Atteggiamento da cambiare
L'atteggiamento attendista nella prima parte di stagione ha indubbiamente pagato: la Cremonese ha sempre cercato di rimanere attaccata alle partite per poi colpire non appena gli avversari mollavano leggermente il colpo. Questo era possibile sfruttando una condizione fisica che spesso e volentieri risultava migliore rispetto agli opponenti di giornata, ma la situazione appare decisamente cambiata, ed anzi sembra che sia la Cremo a pagare dazio dal punto di vista fisico.
Gli avversari conoscono il pericolo, partono aggredendo forte i grigiorossi spesso e volentieri trovando la rete entro i primi 20 minuti di gioco, altro dettaglio da non sottovalutare, e poi chiudono la partita entro l'ora di gioco al massimo, anche al netto di reazioni di orgoglio della squadra nel finale come ieri, che però appaiono tardive e più frutto del lassismo avversario che di meriti propri.
Probabilmente c'è anche da prendere coscienza della necessità di cambiare approccio tattico alle partite anche se Nicola non è certo allenatore famoso per le sue variazioni tattiche.
Le prossime sfide: calendario in salita
Il calendario non concede tregua e anzi presenta un febbraio e un marzo potenzialmente decisivi per le sorti stagionali della Cremonese. Domenica 15 febbraio arriva allo Zini il Genoa, una vera e propria sfida salvezza contro una squadra rinnovata dalla cura De Rossi e con una classifica pari a quella grigiorossa.
Si tratta di uno scontro diretto da non sbagliare assolutamente, considerato che le successive trasferte di Roma (22 febbraio) e Lecce (8 marzo) si preannunciano quanto mai complicate. In mezzo, l'1 marzo, altra gara casalinga contro il Milan, formazione decisamente superiore sulla carta.
Il rischio concreto è arrivare a fine febbraio con pochi punti in più e con il fiato sul collo delle inseguitrici, in una condizione psicofisica precaria che renderebbe ancora più difficile affrontare un marzo cruciale, dove si deciderà gran parte del destino della Cremonese.
La fiducia di Nicola e i rinforzi del mercato
Nonostante il momento complicato, Davide Nicola cerca di trasmettere fiducia e ottimismo. Il tecnico grigiorosso ha sottolineato più volte l'importanza dell'atteggiamento e della compattezza del gruppo, elementi che non devono venire meno proprio nel momento più difficile della stagione.

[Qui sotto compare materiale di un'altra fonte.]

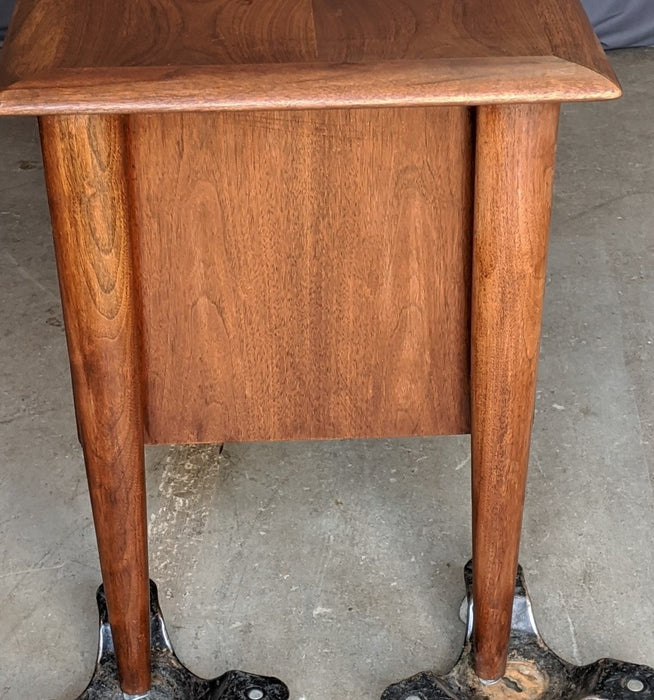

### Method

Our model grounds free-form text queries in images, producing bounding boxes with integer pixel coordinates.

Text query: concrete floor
[0,50,654,700]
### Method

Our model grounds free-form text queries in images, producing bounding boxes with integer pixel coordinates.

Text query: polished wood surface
[129,107,472,443]
[470,104,559,680]
[41,116,150,694]
[0,0,620,114]
[6,0,620,694]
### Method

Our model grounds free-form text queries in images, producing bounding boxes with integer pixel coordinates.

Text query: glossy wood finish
[0,0,620,693]
[41,116,150,694]
[129,107,472,443]
[471,105,559,680]
[0,0,620,114]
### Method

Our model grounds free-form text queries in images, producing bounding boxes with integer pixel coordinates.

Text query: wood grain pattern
[471,105,559,680]
[129,107,472,442]
[41,116,150,694]
[0,0,620,114]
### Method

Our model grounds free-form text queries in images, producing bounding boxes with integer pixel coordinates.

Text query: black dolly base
[78,581,288,700]
[382,563,654,700]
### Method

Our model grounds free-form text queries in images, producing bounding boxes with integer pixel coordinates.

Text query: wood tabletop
[0,0,620,114]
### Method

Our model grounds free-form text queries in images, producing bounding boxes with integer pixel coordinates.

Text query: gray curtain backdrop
[582,0,654,49]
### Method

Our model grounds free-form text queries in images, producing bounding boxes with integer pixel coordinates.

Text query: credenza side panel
[128,107,473,443]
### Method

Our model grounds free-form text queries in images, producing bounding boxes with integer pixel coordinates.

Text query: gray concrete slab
[0,50,654,700]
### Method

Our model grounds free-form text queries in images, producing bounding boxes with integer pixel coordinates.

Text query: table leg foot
[78,581,289,700]
[382,563,654,700]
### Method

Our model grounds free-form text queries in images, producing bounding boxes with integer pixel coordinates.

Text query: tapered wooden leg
[40,115,150,695]
[471,104,559,680]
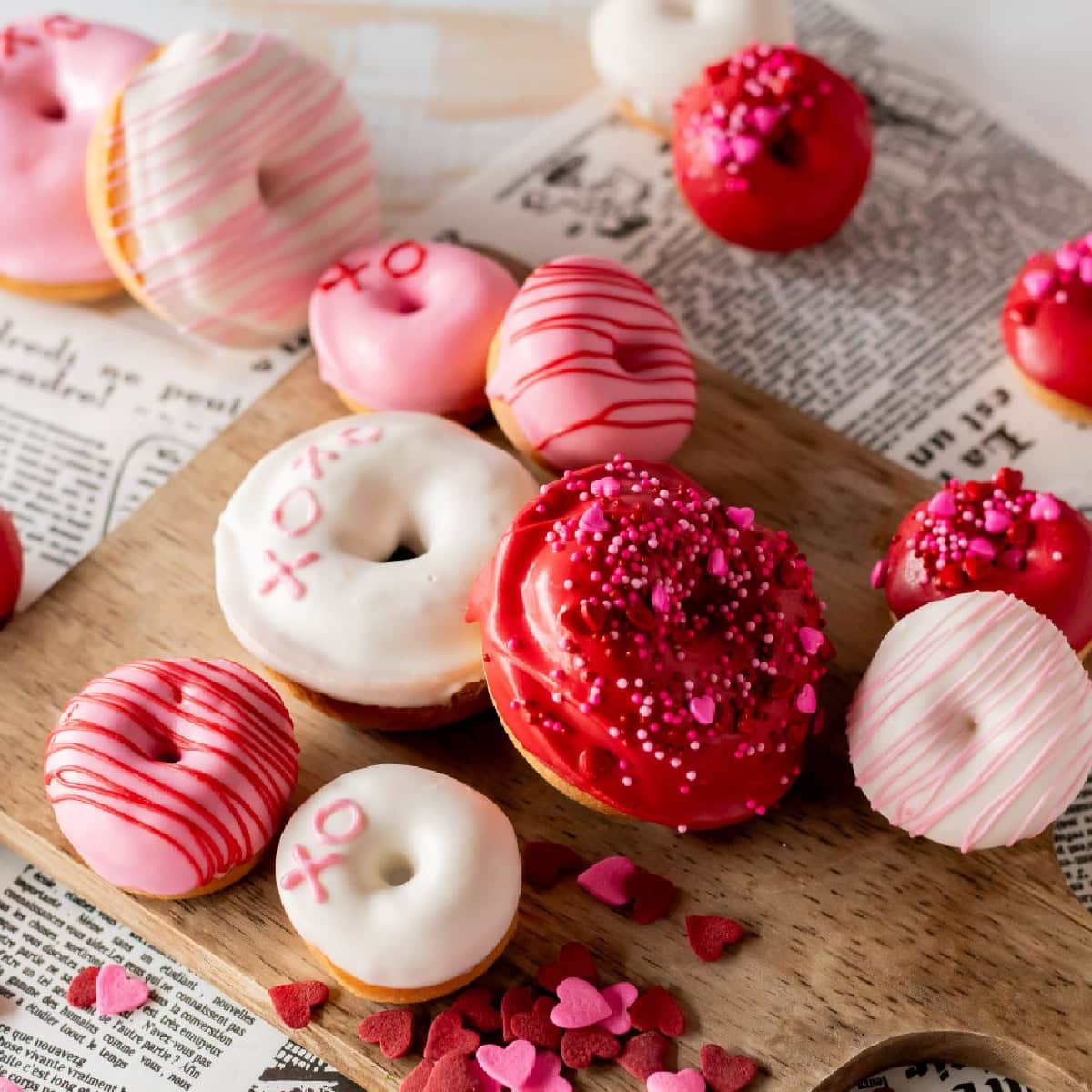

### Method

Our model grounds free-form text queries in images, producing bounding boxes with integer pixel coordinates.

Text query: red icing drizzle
[470,459,832,828]
[45,660,299,888]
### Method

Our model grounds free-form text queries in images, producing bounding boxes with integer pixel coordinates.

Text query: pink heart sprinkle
[1023,269,1054,299]
[475,1038,535,1088]
[513,1050,572,1092]
[592,475,622,497]
[95,963,148,1016]
[577,856,637,908]
[796,682,819,713]
[690,693,716,724]
[1031,492,1061,523]
[868,557,888,588]
[644,1069,705,1092]
[599,982,640,1036]
[580,504,611,535]
[724,504,754,531]
[928,490,957,519]
[550,978,611,1028]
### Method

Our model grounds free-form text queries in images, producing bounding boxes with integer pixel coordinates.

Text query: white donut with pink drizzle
[88,32,378,346]
[848,592,1092,853]
[486,256,697,470]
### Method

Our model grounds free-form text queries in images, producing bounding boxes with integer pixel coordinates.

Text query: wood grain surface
[0,351,1092,1092]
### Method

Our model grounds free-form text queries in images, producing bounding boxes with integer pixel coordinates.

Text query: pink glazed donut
[486,256,697,470]
[46,660,299,899]
[310,240,518,424]
[0,15,155,300]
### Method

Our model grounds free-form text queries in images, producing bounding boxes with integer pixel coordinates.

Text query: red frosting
[673,45,873,250]
[1001,235,1092,410]
[0,508,23,626]
[873,469,1092,652]
[470,457,832,829]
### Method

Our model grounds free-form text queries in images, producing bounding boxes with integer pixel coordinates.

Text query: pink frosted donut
[0,15,155,299]
[486,256,697,470]
[46,660,299,899]
[310,240,518,421]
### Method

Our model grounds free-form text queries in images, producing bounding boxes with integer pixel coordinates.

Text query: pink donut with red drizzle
[470,457,834,830]
[310,239,518,421]
[486,256,697,470]
[1001,234,1092,424]
[45,660,299,899]
[872,468,1092,655]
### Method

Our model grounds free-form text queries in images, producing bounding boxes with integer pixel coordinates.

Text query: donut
[672,45,873,251]
[486,255,697,470]
[589,0,793,138]
[469,455,834,830]
[215,410,535,730]
[1001,234,1092,424]
[87,31,378,348]
[45,660,299,899]
[872,468,1092,655]
[847,592,1092,853]
[0,15,155,301]
[0,500,23,629]
[277,765,522,1005]
[310,239,518,421]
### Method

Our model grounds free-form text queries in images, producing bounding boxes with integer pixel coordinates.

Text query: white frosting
[215,411,536,708]
[277,765,522,989]
[848,592,1092,852]
[115,31,379,346]
[589,0,793,130]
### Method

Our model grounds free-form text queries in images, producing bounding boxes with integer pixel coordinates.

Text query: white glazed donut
[215,411,536,728]
[848,592,1092,853]
[590,0,793,133]
[87,31,379,346]
[277,765,522,1004]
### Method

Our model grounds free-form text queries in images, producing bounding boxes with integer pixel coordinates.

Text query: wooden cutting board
[0,353,1092,1092]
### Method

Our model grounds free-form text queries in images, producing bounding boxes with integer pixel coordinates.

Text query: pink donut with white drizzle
[486,255,697,470]
[87,31,379,348]
[310,239,519,422]
[0,15,155,300]
[45,660,299,899]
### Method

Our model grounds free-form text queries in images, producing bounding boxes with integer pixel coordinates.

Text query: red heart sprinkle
[425,1009,481,1061]
[65,966,99,1009]
[701,1043,758,1092]
[629,986,686,1038]
[510,997,561,1050]
[561,1027,622,1069]
[535,940,600,994]
[523,842,585,888]
[268,981,329,1031]
[623,868,675,925]
[686,915,743,963]
[451,986,501,1032]
[500,986,537,1043]
[618,1030,671,1085]
[356,1009,413,1058]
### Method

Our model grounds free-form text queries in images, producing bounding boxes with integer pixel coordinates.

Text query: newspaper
[0,0,1092,1092]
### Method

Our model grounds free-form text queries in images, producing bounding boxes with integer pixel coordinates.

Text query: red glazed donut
[872,468,1092,653]
[0,508,23,626]
[1001,235,1092,424]
[672,45,873,251]
[470,457,834,830]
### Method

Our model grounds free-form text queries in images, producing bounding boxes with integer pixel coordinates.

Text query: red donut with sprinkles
[672,45,873,251]
[469,457,834,831]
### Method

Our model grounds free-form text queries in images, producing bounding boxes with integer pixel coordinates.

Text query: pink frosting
[486,256,697,470]
[0,15,155,284]
[46,660,299,896]
[310,241,517,420]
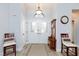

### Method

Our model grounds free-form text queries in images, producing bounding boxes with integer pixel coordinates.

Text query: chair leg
[75,47,77,56]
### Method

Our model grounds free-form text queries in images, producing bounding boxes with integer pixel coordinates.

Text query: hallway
[10,44,62,56]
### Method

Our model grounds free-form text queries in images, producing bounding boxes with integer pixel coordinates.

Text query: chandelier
[34,4,44,17]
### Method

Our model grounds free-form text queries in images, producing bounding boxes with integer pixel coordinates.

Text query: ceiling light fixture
[34,3,44,17]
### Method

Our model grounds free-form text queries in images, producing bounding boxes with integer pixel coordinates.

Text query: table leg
[61,43,63,53]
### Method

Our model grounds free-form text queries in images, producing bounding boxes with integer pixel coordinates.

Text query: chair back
[61,33,70,41]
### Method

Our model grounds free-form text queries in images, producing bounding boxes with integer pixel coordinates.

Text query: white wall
[0,4,8,55]
[55,3,79,50]
[24,3,55,43]
[0,4,25,55]
[9,4,25,50]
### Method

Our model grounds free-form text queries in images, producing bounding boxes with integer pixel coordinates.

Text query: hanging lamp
[34,4,44,17]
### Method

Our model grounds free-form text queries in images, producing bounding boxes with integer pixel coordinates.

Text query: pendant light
[34,4,44,17]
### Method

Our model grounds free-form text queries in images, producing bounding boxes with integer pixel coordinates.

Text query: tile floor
[9,44,79,56]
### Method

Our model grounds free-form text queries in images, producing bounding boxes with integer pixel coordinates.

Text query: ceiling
[21,3,56,18]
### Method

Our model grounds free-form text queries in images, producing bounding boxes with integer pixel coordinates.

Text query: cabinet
[48,19,56,50]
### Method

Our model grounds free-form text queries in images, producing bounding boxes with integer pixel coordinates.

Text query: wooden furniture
[48,19,56,50]
[61,33,77,56]
[3,33,16,56]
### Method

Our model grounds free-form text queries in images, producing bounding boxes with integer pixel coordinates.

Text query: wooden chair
[3,33,16,56]
[61,33,77,56]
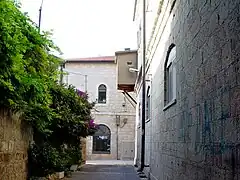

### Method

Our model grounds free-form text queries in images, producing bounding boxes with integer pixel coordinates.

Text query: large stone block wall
[146,0,240,180]
[0,109,32,180]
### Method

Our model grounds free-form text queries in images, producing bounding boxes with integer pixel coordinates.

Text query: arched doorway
[92,124,111,154]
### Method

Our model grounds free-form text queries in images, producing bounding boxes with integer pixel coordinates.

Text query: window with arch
[164,44,176,107]
[98,84,107,104]
[93,124,111,154]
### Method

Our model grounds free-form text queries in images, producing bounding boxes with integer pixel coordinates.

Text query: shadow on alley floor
[71,164,139,180]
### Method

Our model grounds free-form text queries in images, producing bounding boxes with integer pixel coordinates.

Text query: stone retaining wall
[0,109,32,180]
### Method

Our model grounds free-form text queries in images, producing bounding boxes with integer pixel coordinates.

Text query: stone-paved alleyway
[71,164,139,180]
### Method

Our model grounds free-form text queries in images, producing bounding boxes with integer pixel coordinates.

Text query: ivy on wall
[0,0,96,175]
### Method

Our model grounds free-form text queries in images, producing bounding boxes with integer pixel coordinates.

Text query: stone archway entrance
[92,124,111,154]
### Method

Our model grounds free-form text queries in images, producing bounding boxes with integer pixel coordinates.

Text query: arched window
[93,124,111,154]
[98,84,107,103]
[164,44,176,106]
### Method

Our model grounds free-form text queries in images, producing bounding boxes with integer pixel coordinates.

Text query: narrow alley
[71,164,139,180]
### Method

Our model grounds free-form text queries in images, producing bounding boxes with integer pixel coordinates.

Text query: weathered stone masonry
[0,109,32,180]
[146,0,240,180]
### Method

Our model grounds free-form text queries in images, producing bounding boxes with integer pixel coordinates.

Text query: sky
[20,0,137,58]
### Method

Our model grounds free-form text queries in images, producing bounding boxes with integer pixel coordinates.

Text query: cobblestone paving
[71,165,139,180]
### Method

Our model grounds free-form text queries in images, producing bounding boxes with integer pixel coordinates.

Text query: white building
[64,56,135,160]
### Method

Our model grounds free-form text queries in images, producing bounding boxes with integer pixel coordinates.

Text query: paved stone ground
[71,164,139,180]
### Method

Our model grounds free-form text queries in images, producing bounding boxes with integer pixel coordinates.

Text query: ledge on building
[163,99,177,111]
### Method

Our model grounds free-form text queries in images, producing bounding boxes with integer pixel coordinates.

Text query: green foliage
[0,0,94,176]
[0,0,60,111]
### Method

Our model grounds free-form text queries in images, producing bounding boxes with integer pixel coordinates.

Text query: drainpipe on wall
[139,0,146,172]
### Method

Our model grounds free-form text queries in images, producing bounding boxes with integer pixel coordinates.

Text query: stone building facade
[134,0,240,180]
[64,56,135,160]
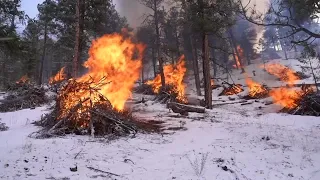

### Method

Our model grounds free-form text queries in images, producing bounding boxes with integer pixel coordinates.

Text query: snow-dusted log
[167,102,205,114]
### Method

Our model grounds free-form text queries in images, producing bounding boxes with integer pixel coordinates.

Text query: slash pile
[280,87,320,116]
[36,80,161,137]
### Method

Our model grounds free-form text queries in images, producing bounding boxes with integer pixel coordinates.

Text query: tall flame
[60,33,145,116]
[49,67,67,84]
[246,78,268,97]
[146,55,187,102]
[265,64,313,109]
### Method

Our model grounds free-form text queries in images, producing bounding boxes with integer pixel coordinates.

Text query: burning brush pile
[265,64,320,116]
[0,75,49,112]
[37,34,160,136]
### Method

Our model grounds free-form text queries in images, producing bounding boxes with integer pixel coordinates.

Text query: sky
[21,0,43,18]
[21,0,147,27]
[21,0,268,28]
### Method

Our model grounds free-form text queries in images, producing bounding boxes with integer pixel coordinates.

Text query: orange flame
[246,78,268,97]
[265,64,313,109]
[16,75,29,84]
[221,84,243,96]
[270,87,302,109]
[146,55,187,102]
[233,45,243,68]
[265,64,299,86]
[60,33,145,119]
[49,67,67,84]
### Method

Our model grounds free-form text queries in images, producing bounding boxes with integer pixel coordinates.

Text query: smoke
[114,0,150,28]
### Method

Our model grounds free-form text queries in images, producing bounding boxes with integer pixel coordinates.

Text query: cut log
[167,102,205,114]
[271,83,320,88]
[213,100,248,106]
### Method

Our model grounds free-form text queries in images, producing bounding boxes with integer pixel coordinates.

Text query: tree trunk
[72,0,84,77]
[151,47,157,77]
[153,0,166,87]
[190,37,201,96]
[38,22,48,85]
[246,52,251,65]
[202,33,212,109]
[211,48,217,77]
[280,40,288,60]
[223,52,229,74]
[140,59,144,85]
[231,42,240,69]
[229,30,245,73]
[176,30,181,58]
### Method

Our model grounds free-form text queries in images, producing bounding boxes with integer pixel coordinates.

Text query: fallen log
[271,83,320,88]
[213,100,248,106]
[167,102,205,114]
[240,101,253,106]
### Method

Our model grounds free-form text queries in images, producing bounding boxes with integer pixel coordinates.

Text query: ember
[265,64,299,85]
[265,64,313,109]
[49,67,67,84]
[34,34,165,135]
[219,84,243,96]
[246,78,269,98]
[16,75,29,84]
[146,55,187,103]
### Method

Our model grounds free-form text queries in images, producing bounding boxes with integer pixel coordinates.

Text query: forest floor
[0,58,320,180]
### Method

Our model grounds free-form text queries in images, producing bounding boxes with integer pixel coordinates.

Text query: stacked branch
[36,80,162,137]
[154,85,187,104]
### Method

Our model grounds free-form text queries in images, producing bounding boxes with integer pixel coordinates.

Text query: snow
[0,58,320,180]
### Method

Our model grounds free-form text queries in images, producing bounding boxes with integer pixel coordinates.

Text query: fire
[270,87,302,109]
[265,64,313,109]
[265,64,299,86]
[220,84,243,96]
[246,78,268,97]
[146,55,187,102]
[49,67,67,84]
[16,75,29,84]
[59,33,145,122]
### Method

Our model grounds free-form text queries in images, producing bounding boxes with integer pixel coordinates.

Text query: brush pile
[154,85,187,104]
[280,93,320,116]
[0,82,49,112]
[35,80,162,137]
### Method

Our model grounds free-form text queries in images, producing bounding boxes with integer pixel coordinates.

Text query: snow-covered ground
[0,58,320,180]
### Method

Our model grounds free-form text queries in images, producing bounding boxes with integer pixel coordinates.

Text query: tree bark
[72,0,84,77]
[38,22,48,85]
[190,36,201,96]
[153,0,166,87]
[151,47,157,77]
[229,30,245,73]
[202,33,212,109]
[280,40,288,60]
[175,29,181,58]
[246,51,251,65]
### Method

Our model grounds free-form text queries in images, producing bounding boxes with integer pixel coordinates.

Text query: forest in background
[0,0,320,108]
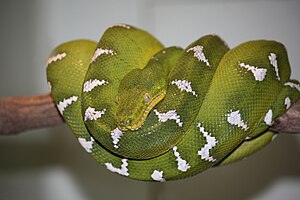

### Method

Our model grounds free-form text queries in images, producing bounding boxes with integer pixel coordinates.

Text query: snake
[46,24,300,182]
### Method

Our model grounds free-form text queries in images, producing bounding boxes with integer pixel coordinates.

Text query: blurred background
[0,0,300,200]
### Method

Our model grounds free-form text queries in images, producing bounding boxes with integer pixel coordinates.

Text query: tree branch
[0,94,300,135]
[0,94,64,135]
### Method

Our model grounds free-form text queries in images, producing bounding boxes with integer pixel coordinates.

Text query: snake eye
[115,96,120,104]
[144,93,151,103]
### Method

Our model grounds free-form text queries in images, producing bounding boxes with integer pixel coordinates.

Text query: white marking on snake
[268,53,280,81]
[57,96,78,114]
[197,123,218,162]
[153,109,183,127]
[227,110,249,131]
[105,159,129,176]
[284,97,292,109]
[110,128,123,149]
[284,82,300,92]
[264,109,273,126]
[47,81,52,91]
[239,63,267,81]
[84,107,106,121]
[91,48,116,63]
[173,146,191,172]
[47,52,67,65]
[78,137,95,153]
[151,170,166,182]
[83,79,108,92]
[187,45,210,67]
[111,24,131,29]
[171,79,198,97]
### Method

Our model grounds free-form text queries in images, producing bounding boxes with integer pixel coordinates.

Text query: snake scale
[47,24,300,182]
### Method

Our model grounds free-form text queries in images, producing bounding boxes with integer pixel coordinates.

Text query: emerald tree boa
[47,24,300,182]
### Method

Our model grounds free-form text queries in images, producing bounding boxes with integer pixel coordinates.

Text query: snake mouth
[117,91,166,131]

I rinforzi arrivati dal mercato di gennaio – Milan Djuric, Morten Thorsby, Sebastiano Luperto e Youssef Maleh – rappresentano un'iniezione di qualità ed esperienza che potrebbe rivelarsi decisiva. Thorsby ha già lasciato il segno con il gol contro l'Atalanta, mentre Luperto ha fornito solidità alla difesa.
Djuric può garantire peso e presenza in area di rigore, caratteristiche che sono mancate nelle ultime settimane.
Ora tocca a Nicola trovare la chiave per invertire la tendenza e riportare la Cremonese su binari più tranquilli prima che la situazione diventi davvero critica. Gli alibi e le scuse sono decisamente finiti.